Cyrus stared out again, across the dunes, without answering. The hundred fires left spots in his vision as he cast his gaze over them then turned his eyes again toward the sea. Endless, infinite, and deep beyond any measure he could fathom. The sea goes down, perhaps forever. The blackness it contained was akin to the darkness within him, the empty cold that threatened to swallow him in despair. He felt a hand clap him on the back as Terian turned and walked away. He did not watch the dark knight go, absorbed as he was in his own thoughts.

It’s warm enough; I shouldn’t feel a chill. But it was there. The pain of losing Narstron had been bitter and hard, had laid him low for days, long days filled with a despair that choked out any happiness or possibility thereof in the future. It had been darker than the days when his wife had left him-darker than any save for those at the Society of Arms …

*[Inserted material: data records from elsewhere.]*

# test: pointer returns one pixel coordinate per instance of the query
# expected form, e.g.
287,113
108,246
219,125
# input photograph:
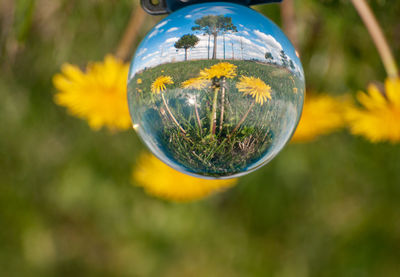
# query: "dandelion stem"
171,115
243,119
223,82
213,119
377,36
197,116
289,21
130,35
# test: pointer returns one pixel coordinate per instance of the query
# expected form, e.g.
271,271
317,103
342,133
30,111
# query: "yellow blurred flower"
158,85
196,83
97,95
162,181
254,87
379,117
322,114
219,70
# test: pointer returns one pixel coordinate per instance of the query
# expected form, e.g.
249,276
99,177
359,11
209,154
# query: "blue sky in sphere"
255,36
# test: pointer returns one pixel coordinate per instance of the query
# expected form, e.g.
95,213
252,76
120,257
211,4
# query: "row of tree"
211,25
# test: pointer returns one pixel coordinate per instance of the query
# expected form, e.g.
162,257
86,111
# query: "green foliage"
324,209
214,25
186,42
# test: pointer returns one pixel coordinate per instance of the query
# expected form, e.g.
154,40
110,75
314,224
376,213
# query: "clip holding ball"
159,7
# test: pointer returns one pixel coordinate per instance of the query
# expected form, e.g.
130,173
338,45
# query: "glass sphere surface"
215,90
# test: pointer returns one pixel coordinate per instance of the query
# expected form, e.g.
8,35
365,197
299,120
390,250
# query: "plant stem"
171,115
213,119
221,119
197,116
135,23
243,119
377,36
289,21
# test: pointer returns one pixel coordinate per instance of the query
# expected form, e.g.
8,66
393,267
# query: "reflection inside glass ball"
215,90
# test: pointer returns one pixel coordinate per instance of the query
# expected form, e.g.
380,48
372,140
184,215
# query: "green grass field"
229,151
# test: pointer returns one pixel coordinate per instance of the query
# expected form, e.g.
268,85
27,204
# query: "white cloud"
172,29
173,39
152,34
150,55
141,52
268,39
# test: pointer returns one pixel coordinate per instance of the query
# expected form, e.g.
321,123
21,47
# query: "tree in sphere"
186,42
214,25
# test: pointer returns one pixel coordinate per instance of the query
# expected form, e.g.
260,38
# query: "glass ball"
215,90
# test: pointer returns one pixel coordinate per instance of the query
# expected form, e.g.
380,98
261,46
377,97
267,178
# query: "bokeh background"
68,206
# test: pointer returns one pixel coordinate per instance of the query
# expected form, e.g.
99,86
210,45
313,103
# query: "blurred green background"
67,205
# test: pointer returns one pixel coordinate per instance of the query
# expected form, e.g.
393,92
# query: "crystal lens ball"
215,90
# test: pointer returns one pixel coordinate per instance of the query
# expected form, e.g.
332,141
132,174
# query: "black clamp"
159,7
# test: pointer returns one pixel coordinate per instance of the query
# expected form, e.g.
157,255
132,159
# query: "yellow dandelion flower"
158,85
219,70
322,114
196,83
254,87
379,117
97,95
162,181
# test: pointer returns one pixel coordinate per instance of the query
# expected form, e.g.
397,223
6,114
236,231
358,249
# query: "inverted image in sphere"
215,90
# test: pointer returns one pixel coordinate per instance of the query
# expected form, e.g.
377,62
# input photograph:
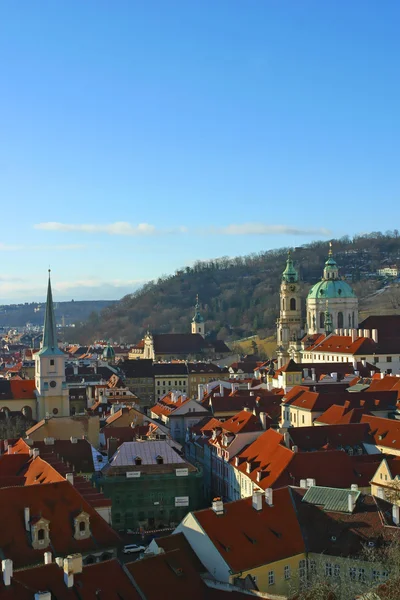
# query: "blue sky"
141,135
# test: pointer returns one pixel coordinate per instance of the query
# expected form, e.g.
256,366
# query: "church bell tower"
51,388
289,324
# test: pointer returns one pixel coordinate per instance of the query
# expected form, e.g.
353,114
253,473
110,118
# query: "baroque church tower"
51,387
289,324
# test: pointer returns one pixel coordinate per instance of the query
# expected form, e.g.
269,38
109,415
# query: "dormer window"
82,526
40,533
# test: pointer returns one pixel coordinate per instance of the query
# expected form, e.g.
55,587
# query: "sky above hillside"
139,136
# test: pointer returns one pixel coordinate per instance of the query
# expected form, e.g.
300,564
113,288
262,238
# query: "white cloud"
118,228
127,229
41,248
264,229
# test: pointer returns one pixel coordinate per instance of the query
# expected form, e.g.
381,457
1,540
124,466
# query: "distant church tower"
289,324
198,321
51,388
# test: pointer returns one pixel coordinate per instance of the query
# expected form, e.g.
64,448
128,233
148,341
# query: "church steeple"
198,321
49,343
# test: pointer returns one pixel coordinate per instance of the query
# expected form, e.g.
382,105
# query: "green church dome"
331,288
108,352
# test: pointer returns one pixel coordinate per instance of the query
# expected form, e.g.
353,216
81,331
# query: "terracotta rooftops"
59,503
247,538
385,432
334,436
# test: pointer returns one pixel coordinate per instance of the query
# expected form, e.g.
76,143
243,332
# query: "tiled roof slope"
385,432
59,503
247,538
334,436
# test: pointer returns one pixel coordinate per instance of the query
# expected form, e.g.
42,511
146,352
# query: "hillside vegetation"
239,296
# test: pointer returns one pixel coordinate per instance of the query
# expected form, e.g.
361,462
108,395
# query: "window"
271,577
361,574
336,570
302,568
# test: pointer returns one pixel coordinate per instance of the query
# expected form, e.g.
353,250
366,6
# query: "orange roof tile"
247,538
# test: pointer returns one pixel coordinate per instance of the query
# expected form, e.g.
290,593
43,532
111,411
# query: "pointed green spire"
290,274
49,344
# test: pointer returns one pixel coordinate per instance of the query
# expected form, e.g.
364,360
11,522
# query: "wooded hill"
239,296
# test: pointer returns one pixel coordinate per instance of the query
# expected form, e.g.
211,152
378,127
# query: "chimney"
269,496
7,569
112,446
218,506
27,517
257,500
396,514
263,420
351,502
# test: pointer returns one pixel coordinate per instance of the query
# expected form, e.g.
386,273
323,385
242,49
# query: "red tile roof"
58,503
247,538
336,436
385,432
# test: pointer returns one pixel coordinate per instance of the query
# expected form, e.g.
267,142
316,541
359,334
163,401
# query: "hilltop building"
51,386
331,305
172,346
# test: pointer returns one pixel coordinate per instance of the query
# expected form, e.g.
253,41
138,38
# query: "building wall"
281,585
149,501
63,428
166,383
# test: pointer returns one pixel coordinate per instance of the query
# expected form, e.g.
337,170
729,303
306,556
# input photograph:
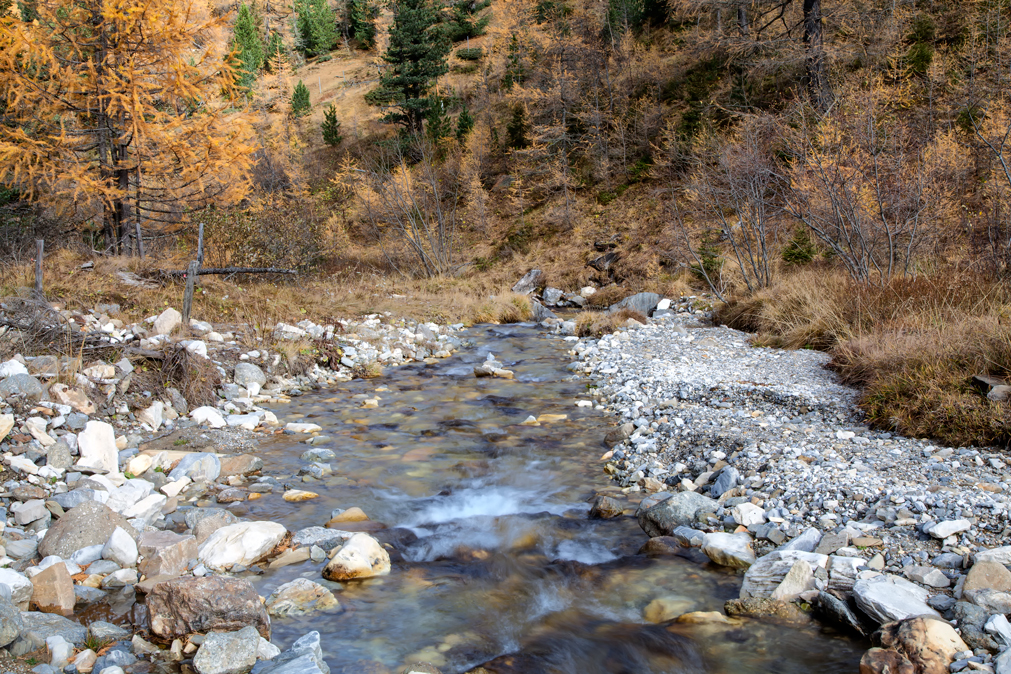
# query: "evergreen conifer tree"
464,124
247,40
300,100
464,23
362,22
332,127
418,51
316,26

Until now. The little points of light that the fires had left in his vision seemed to coalesce, to flash in front of him, to give him an image, one that he wanted and yet wished he could blot from his memory. A face, her skin as pale as the northern snowfields, her hair as yellow as the gold he carried in his purse, eyes as blue as glacial ice. He felt the same pang, again, inside, the dagger wound that she’d left him with.

Cyrus tasted the bitterness on his tongue again, the sadness that clung to him like a cloak. He looked back to his bedroll and knew that his slumber was over for the night. The moon hung in the sky overhead, far above him, and he drew an uneasy breath. The morning was far, far off, many hours away, and yet it would come, inevitably, and he would marshal his armies and drive them across the bridge that he had seen by last light, the one that stretched over the infinite sea, over the unfathomable depths, one that he’d been told led to a new land and an uncertain future.

And perhaps, somewhere over there, I will forget about her-the blond-haired elf with the pale skin, and her words, the ones that had cut him deeper than any pain that the warrior in black armor had ever felt in his life.

Chapter 3

Sunrise found Cyrus staring out across the water, watching as the red disc rose over the horizon. The chatter of the young warriors and rangers had died down only a few hours earlier, and he had been left alone with his thoughts, staring across the Sea of Carmas as the first members of his army began to rise. Cyrus heard the sound of footsteps in the sand behind him and turned to see Curatio, his pointed elven ears catching the light and casting shadows on the side of his head.